First of all, is css reset still needed in 2019? I actually think it never has been necessary. But a CSS reset will help you to make your project maintain the look and feel between every browser and might save you a lot of time of browser-testing and debugging.

Along these years, a lot of options have emerged for reseting styles, being reset.css or normalize.css the most popular. I love minimal CSS reset especially now that browsers are getting more consistent with behavior. So I'm using my own reset file, customized to my needs. In this article, I want to share these preferences with you.

Box sizing

I set box-sizing on the html and let elements inherit the property value. By this way you can set a default box-sizing but still able change the behaviour when you need it.

html {
  box-sizing: border-box;
}
*,
*:before,
*:after {
  box-sizing: inherit;
}

Lists

I use unordered lists in many situations, and I don’t need a disc style in most of them. Here, I set list-style to none. Also, related to the next section, I remove the default padding.

ul,
ol {
  padding: 0;
  list-style: none;
}

Spacing

Browsers set different spacings for different elements but I'd rather to manage margins by my own.

body,
h1,
h2,
h3,
h4,
h5,
h6,
p,
ul,
ol,
li,
figure,
figcaption,
blockquote,
dl,
dd {
  margin: 0;
}

Images and videos

I let these elements conform to the width of their containers. Also setting these elements to display: block gets rid of an unwanted whitespace at the bottom of the element.

img,
video {
  height: auto;
  max-width: 100%;
  display: block;
}

Form inputs

Somehting that always bugged me of form elements is that they don't inherit the container's font. So no more.

input,
button,
textarea,
select {
  font: inherit;
}

Iframe

I tried to avoid iframe as much as I can, so removing the border when I can't is nice.

iframe {
  border: 0;
}

Tables

Working with tabulated data is likely to happen in any project these days. Setting the baseline and keep it simple is the goal.

table {
  border-collapse: collapse;
  border-spacing: 0;
}

td,
th {
  padding: 0;
}

td:not([align]),
th:not([align]) {
  text-align: left;
}

Body

I'm being totally opinated here. It’s useful for the body to fill the viewport, even when empty, so I do that by setting the min-height to 100vh. I also like smooth anchor scrolling, so I set scroll-behavior: smooth, too.

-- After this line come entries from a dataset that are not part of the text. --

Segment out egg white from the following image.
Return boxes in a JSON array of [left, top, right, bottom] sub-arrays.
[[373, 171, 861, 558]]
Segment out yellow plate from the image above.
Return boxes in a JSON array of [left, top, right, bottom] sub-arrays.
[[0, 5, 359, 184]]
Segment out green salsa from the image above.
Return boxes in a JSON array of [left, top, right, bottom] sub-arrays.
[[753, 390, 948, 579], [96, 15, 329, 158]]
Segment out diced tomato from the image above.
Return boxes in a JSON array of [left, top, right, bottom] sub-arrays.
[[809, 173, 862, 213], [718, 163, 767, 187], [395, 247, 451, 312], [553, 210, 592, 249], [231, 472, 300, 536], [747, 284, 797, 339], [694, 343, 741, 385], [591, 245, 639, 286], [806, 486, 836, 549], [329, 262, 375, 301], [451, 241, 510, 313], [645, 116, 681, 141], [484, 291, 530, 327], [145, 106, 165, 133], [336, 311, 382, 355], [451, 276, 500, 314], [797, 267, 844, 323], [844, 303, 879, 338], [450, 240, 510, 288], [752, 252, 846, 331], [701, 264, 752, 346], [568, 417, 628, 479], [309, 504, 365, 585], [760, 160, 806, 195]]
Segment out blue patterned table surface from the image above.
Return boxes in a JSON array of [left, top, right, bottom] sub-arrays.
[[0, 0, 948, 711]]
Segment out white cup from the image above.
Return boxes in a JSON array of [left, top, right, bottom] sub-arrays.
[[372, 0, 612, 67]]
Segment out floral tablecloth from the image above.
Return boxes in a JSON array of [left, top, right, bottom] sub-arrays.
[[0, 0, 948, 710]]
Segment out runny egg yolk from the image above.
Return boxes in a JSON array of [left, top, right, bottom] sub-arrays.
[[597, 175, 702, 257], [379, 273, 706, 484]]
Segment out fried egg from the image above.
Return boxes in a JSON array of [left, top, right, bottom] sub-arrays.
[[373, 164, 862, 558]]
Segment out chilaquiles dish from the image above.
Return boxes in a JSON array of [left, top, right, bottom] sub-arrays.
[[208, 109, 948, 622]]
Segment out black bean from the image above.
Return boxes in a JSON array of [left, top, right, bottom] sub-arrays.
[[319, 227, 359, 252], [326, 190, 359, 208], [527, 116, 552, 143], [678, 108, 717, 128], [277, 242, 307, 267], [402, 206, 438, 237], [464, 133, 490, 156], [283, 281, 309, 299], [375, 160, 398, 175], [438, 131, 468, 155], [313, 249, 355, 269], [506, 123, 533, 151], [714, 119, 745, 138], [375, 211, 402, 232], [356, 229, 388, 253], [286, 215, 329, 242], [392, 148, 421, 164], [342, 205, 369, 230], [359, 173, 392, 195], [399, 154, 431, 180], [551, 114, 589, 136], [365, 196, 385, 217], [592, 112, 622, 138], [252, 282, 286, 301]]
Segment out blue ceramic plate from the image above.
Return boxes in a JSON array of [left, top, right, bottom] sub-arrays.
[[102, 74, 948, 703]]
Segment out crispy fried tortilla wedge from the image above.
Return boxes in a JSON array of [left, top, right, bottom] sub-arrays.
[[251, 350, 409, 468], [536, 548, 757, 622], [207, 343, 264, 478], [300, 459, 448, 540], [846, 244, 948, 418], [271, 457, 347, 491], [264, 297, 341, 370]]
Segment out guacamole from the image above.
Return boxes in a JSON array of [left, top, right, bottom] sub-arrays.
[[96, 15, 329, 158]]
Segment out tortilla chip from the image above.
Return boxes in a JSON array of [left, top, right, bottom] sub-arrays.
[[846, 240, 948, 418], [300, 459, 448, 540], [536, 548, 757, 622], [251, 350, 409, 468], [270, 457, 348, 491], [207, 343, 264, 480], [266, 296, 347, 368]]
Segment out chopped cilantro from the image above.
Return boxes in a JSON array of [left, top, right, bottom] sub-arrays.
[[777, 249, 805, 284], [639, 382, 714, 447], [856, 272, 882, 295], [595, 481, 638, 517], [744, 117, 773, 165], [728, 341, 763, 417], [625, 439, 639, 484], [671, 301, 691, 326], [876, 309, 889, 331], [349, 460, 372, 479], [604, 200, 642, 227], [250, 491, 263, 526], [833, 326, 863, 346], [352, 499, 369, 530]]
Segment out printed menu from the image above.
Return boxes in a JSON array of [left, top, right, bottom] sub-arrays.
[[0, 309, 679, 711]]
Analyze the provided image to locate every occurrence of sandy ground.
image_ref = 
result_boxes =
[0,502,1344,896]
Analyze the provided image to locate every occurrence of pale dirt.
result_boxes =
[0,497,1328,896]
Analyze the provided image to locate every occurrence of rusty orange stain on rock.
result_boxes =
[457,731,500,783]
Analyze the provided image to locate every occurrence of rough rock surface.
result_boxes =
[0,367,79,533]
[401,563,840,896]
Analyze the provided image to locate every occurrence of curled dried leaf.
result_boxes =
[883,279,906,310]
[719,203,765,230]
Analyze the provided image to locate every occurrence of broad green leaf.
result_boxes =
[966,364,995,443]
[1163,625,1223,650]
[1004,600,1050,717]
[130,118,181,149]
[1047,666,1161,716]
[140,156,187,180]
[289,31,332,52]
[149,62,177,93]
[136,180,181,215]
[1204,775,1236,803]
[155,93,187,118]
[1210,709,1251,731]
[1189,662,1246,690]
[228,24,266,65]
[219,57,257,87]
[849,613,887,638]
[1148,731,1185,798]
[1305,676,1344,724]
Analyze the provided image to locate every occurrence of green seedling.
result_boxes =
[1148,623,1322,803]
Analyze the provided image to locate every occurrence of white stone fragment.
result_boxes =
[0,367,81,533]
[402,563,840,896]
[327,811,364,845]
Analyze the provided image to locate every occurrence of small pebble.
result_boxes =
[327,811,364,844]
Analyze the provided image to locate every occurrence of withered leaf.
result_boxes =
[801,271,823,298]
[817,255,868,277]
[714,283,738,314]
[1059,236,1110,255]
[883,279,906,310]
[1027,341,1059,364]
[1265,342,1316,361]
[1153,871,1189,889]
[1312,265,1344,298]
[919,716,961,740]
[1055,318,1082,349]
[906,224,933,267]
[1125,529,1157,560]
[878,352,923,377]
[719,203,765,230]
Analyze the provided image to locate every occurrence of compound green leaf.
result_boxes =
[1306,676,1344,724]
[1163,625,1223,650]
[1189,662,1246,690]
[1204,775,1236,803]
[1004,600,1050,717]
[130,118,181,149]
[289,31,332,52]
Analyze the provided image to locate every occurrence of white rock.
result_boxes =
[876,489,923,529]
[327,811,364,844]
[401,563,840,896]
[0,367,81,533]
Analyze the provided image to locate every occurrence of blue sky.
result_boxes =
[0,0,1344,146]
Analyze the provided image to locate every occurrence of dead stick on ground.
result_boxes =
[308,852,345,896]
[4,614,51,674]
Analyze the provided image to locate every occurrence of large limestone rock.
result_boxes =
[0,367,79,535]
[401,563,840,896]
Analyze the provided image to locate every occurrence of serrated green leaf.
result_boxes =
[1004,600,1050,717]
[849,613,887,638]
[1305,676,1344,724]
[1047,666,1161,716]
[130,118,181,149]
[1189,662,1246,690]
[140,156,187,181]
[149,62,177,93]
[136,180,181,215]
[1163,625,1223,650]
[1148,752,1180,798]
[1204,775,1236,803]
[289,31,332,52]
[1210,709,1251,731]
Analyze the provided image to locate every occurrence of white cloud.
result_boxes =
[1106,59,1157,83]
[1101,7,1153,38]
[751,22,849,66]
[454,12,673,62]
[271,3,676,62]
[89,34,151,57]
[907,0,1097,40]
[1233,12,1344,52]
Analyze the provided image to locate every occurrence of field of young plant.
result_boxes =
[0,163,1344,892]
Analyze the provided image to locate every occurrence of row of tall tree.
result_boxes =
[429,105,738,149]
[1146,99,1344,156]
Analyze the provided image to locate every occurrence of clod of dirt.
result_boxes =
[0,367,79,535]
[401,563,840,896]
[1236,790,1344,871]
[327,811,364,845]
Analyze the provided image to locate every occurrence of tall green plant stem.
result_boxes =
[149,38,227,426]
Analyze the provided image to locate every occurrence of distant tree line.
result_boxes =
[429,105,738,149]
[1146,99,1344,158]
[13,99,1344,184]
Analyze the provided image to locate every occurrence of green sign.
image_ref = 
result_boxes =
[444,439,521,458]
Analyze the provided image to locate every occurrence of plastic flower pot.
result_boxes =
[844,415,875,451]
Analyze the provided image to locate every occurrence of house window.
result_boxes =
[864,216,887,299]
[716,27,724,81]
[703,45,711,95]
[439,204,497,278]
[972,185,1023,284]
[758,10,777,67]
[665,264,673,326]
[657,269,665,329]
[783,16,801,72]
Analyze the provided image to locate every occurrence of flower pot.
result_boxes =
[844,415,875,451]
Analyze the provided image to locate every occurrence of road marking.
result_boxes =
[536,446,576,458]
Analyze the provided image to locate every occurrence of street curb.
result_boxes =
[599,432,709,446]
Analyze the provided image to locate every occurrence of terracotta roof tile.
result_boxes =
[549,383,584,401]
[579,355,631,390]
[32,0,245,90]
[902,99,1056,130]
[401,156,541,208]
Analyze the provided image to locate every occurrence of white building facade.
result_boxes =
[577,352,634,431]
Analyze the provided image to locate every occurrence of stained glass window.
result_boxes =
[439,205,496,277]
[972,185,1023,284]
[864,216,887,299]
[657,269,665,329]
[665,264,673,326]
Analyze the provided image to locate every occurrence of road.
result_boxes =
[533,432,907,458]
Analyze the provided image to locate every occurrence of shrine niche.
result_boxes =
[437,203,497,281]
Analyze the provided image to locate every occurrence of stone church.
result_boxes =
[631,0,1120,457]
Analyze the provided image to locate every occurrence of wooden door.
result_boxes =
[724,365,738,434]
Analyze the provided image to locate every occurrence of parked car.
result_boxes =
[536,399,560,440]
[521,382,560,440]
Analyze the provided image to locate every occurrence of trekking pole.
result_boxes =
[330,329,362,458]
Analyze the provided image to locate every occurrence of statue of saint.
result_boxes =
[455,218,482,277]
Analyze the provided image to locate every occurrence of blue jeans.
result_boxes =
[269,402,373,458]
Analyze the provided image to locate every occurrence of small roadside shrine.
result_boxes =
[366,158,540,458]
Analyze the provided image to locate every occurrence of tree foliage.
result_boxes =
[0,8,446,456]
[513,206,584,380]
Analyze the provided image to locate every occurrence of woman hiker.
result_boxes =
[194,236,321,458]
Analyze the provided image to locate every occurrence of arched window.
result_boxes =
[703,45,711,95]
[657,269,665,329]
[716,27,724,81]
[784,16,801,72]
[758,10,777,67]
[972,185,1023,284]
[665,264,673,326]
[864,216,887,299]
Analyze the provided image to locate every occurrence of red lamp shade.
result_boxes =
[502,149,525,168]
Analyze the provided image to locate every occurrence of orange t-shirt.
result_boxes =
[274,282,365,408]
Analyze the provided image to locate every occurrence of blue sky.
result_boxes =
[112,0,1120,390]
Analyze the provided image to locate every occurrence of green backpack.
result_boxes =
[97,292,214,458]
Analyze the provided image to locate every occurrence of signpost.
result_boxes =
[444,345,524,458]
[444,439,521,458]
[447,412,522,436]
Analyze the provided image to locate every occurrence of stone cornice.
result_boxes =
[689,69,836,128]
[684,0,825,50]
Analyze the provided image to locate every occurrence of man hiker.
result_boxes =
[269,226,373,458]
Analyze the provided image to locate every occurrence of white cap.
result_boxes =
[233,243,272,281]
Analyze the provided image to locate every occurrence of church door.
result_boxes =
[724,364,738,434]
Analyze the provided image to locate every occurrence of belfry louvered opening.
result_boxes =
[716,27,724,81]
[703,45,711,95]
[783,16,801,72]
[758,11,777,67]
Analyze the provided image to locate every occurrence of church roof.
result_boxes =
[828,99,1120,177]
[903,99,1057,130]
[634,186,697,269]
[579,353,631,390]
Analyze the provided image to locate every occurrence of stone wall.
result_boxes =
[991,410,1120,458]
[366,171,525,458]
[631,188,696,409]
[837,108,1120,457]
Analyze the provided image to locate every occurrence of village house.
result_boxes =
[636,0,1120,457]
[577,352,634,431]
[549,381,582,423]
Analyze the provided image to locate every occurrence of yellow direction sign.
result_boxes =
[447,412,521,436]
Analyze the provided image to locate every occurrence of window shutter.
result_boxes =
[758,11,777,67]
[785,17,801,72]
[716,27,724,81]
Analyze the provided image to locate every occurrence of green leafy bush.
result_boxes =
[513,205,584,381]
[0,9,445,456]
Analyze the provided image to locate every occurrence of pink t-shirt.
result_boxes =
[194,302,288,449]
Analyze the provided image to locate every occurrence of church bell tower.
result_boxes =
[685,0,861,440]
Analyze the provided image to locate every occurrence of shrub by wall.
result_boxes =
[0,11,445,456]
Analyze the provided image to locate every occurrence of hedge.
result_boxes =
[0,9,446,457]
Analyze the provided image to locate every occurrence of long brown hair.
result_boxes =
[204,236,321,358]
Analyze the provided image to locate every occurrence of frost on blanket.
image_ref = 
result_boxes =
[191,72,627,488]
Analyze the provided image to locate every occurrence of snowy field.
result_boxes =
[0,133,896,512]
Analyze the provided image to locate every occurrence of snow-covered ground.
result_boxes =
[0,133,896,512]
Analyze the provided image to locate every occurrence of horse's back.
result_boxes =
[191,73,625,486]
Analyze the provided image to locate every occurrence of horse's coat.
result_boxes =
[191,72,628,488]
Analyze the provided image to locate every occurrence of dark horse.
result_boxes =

This is really handy combined with scrollIntoViewport. To improve the font performance, text-rendering: optimizeSpeed instead of optimizeLegibility, and increse the text legibility (and accesibility) augmenting the line-height.

body {
  min-height: 100vh;
  scroll-behavior: smooth;
  text-rendering: optimizeSpeed;
  line-height: 1.4;
}

Styled components

To be honest, I was skeptical, I like CSS! But once I tried, I felt in love. In essence, styled components are easy-to-make react components you write with the styled-components library where you can style your components with plain CSS inside your javascript code. For my use case, working mostly on React projects.

That’s it, a very tiny reset for styled-components that makes my life easier. If you like it, go to grab it from GitHub or NPM.